The broader S&P 500 fell 2 percent, and the tech-heavy Nasdaq dropped 2.8 percent.
Analysts and economists have said the Democratic takeover of the U.S. House, by a wider margin than expected, will have little effect on market confidence in business, since the Republican-controlled Senate and White House are unlikely to agree to onerous legislation and Trump-appointed regulators will continue to wield power. Democrats have, however, indicated that they will use their House majority to step up oversight of the White House, which they say Republican incumbents failed to do.
Still, there has been virtually no suggestion from anyone other than the president that Congressional oversight of his White House is disturbing the market.

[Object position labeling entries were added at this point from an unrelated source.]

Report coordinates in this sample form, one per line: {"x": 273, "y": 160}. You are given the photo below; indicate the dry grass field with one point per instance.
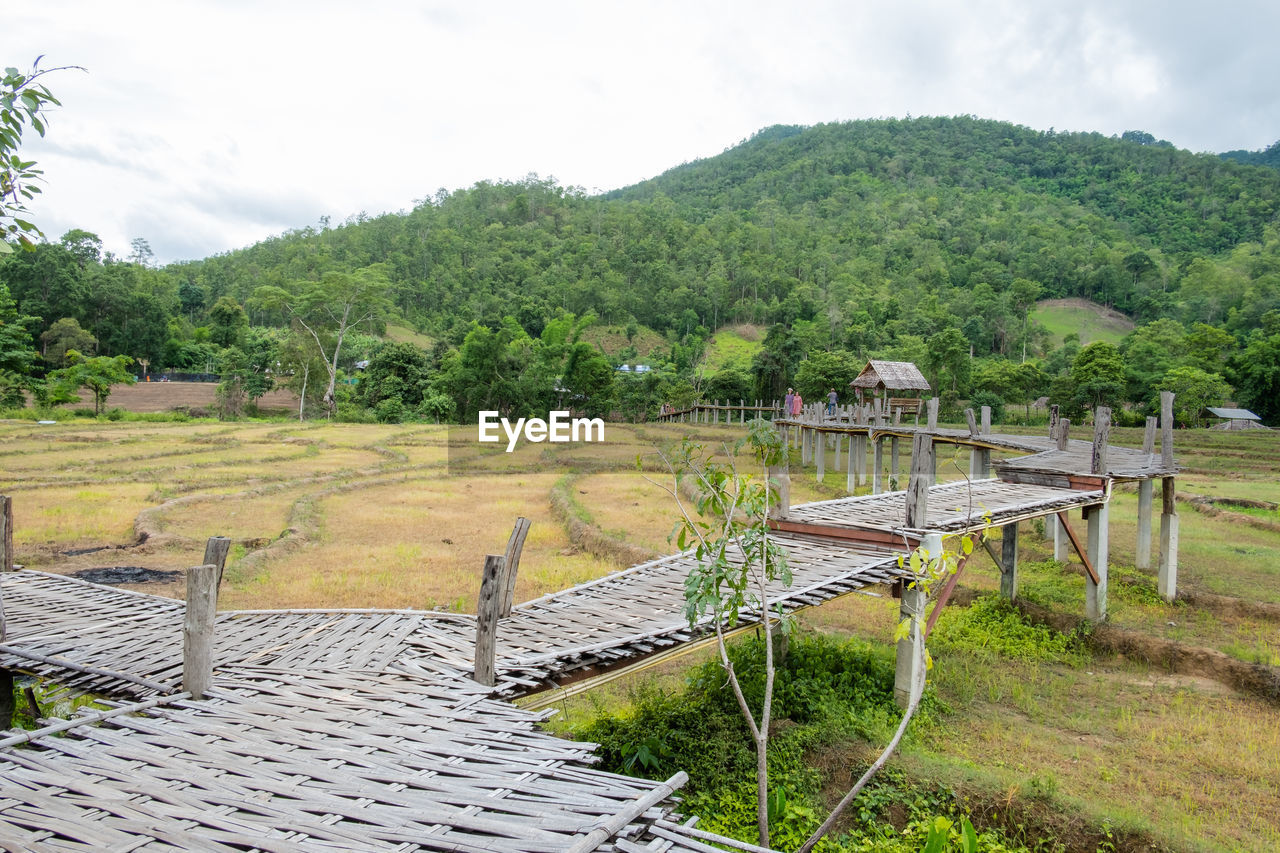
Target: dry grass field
{"x": 389, "y": 516}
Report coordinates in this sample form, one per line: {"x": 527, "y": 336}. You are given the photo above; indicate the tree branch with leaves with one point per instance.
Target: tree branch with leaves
{"x": 727, "y": 530}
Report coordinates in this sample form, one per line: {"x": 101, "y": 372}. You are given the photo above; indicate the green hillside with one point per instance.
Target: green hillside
{"x": 1088, "y": 320}
{"x": 918, "y": 240}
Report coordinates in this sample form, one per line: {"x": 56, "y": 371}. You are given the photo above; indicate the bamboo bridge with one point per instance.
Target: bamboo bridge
{"x": 394, "y": 730}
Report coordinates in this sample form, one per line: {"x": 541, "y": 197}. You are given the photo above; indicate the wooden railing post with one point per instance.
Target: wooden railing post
{"x": 511, "y": 564}
{"x": 215, "y": 553}
{"x": 487, "y": 620}
{"x": 5, "y": 533}
{"x": 918, "y": 484}
{"x": 1101, "y": 436}
{"x": 197, "y": 630}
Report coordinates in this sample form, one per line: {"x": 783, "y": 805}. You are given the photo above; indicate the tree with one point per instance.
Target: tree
{"x": 947, "y": 359}
{"x": 140, "y": 252}
{"x": 17, "y": 354}
{"x": 227, "y": 322}
{"x": 398, "y": 372}
{"x": 1194, "y": 389}
{"x": 1257, "y": 375}
{"x": 23, "y": 101}
{"x": 823, "y": 370}
{"x": 736, "y": 562}
{"x": 1097, "y": 374}
{"x": 97, "y": 374}
{"x": 63, "y": 337}
{"x": 327, "y": 310}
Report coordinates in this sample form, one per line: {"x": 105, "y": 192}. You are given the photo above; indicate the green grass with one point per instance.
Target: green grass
{"x": 731, "y": 347}
{"x": 1089, "y": 320}
{"x": 613, "y": 338}
{"x": 405, "y": 334}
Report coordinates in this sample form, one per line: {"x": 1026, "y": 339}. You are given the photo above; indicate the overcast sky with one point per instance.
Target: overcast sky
{"x": 205, "y": 127}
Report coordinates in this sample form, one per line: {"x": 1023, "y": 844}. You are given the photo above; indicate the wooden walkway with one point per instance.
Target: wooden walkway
{"x": 346, "y": 729}
{"x": 336, "y": 730}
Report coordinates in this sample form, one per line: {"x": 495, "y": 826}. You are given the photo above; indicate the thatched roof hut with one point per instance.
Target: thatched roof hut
{"x": 891, "y": 375}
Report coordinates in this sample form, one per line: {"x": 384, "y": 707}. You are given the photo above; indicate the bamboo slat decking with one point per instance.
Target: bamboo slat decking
{"x": 1041, "y": 452}
{"x": 333, "y": 730}
{"x": 282, "y": 760}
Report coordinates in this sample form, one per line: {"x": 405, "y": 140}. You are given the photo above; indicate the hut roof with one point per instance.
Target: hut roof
{"x": 895, "y": 375}
{"x": 1233, "y": 414}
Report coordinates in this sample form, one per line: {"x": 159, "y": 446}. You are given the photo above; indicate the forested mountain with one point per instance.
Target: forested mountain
{"x": 920, "y": 238}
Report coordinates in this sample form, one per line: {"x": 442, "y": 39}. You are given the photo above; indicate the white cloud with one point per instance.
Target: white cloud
{"x": 206, "y": 126}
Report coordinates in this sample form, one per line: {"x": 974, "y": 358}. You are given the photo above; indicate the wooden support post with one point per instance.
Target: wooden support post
{"x": 1101, "y": 436}
{"x": 1080, "y": 551}
{"x": 781, "y": 478}
{"x": 5, "y": 533}
{"x": 1142, "y": 553}
{"x": 511, "y": 564}
{"x": 197, "y": 630}
{"x": 1166, "y": 429}
{"x": 1168, "y": 579}
{"x": 1096, "y": 587}
{"x": 821, "y": 454}
{"x": 7, "y": 703}
{"x": 918, "y": 486}
{"x": 877, "y": 466}
{"x": 215, "y": 553}
{"x": 910, "y": 653}
{"x": 487, "y": 620}
{"x": 1009, "y": 561}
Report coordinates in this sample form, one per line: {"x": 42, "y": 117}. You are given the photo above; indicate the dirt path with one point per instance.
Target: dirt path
{"x": 188, "y": 396}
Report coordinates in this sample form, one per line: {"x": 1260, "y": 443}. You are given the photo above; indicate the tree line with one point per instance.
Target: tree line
{"x": 922, "y": 240}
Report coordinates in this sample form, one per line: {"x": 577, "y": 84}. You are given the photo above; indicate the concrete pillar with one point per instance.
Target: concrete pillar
{"x": 1096, "y": 593}
{"x": 877, "y": 466}
{"x": 850, "y": 469}
{"x": 1061, "y": 544}
{"x": 1142, "y": 553}
{"x": 1168, "y": 579}
{"x": 1009, "y": 561}
{"x": 910, "y": 648}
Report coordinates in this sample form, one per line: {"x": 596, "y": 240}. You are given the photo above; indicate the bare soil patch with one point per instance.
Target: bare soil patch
{"x": 181, "y": 396}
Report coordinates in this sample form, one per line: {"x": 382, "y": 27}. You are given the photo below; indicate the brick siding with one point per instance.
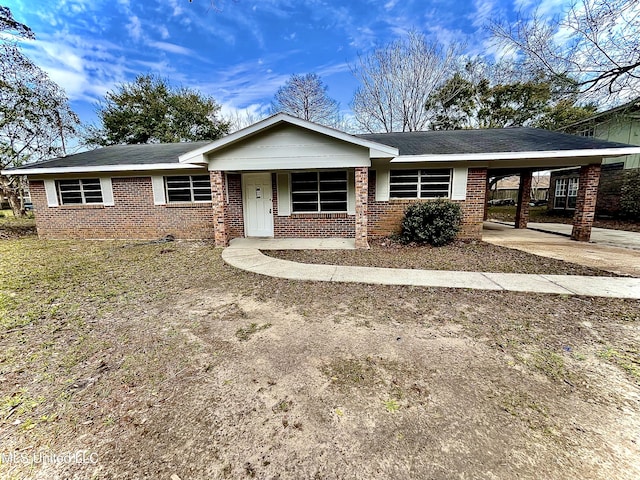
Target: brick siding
{"x": 133, "y": 216}
{"x": 586, "y": 202}
{"x": 524, "y": 198}
{"x": 611, "y": 179}
{"x": 385, "y": 217}
{"x": 235, "y": 212}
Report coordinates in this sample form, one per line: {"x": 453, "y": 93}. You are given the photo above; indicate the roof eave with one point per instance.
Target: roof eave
{"x": 469, "y": 157}
{"x": 99, "y": 169}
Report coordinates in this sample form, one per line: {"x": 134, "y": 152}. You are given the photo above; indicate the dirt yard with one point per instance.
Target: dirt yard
{"x": 463, "y": 256}
{"x": 157, "y": 360}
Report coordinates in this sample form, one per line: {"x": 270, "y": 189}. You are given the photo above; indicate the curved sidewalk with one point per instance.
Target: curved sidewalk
{"x": 253, "y": 260}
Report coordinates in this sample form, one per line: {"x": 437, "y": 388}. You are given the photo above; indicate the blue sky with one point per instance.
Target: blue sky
{"x": 239, "y": 51}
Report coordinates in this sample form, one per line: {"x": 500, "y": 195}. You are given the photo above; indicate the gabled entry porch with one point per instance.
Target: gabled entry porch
{"x": 585, "y": 202}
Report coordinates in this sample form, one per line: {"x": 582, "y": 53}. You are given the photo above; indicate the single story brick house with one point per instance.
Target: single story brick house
{"x": 286, "y": 177}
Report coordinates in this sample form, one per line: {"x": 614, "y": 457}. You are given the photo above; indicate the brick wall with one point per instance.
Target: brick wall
{"x": 611, "y": 180}
{"x": 385, "y": 217}
{"x": 586, "y": 202}
{"x": 133, "y": 216}
{"x": 311, "y": 225}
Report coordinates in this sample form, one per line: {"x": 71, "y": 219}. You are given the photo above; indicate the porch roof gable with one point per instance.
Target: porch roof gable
{"x": 199, "y": 156}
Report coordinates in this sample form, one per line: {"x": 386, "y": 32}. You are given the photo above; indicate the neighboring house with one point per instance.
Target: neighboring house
{"x": 507, "y": 188}
{"x": 286, "y": 177}
{"x": 620, "y": 124}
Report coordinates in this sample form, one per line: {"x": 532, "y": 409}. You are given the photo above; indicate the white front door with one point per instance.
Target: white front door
{"x": 258, "y": 204}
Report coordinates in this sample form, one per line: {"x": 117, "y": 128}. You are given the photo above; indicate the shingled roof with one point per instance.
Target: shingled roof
{"x": 499, "y": 140}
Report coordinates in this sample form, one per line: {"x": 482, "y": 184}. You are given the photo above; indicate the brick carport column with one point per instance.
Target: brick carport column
{"x": 362, "y": 191}
{"x": 524, "y": 197}
{"x": 586, "y": 202}
{"x": 221, "y": 236}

One result of the election that is causing unease is the risk that a divided Congress won’t approve Trump’s overhaul of the North American Free Trade Agreement, Tony Roth, chief investment officer for Wilmington Trust, told the Washington Examiner. That would increase the obstacles to completing a trade deal with China, where American tariffs on $250 billion of imports are pushing up supply costs for U.S. businesses.
Trump’s broader trade disputes, including the threat of more duties on Chinese goods, coupled with rising interest rates that have strengthened the U.S. dollar and pinched American companies doing business overseas, are eroding the confidence generated by a solid underlying global economy, Roth said.
“The signals have been so confusing for so long now that the market is just over-reacting,” he said. “I don’t think the market will find the direction it’s looking for until sometime in the first half of next year. It’s going to depend on the ability of government to act in a bipartisan way on some key initiatives” such as approving the U.S. trade agreement with Canada and Mexico and setting aside funds for highway and bridge upgrades.
With such steps, “there’s lots of upside in this market from these relatively slow levels,” he added. “We’re not going to know the answers to these questions for two or three months at a minimum.”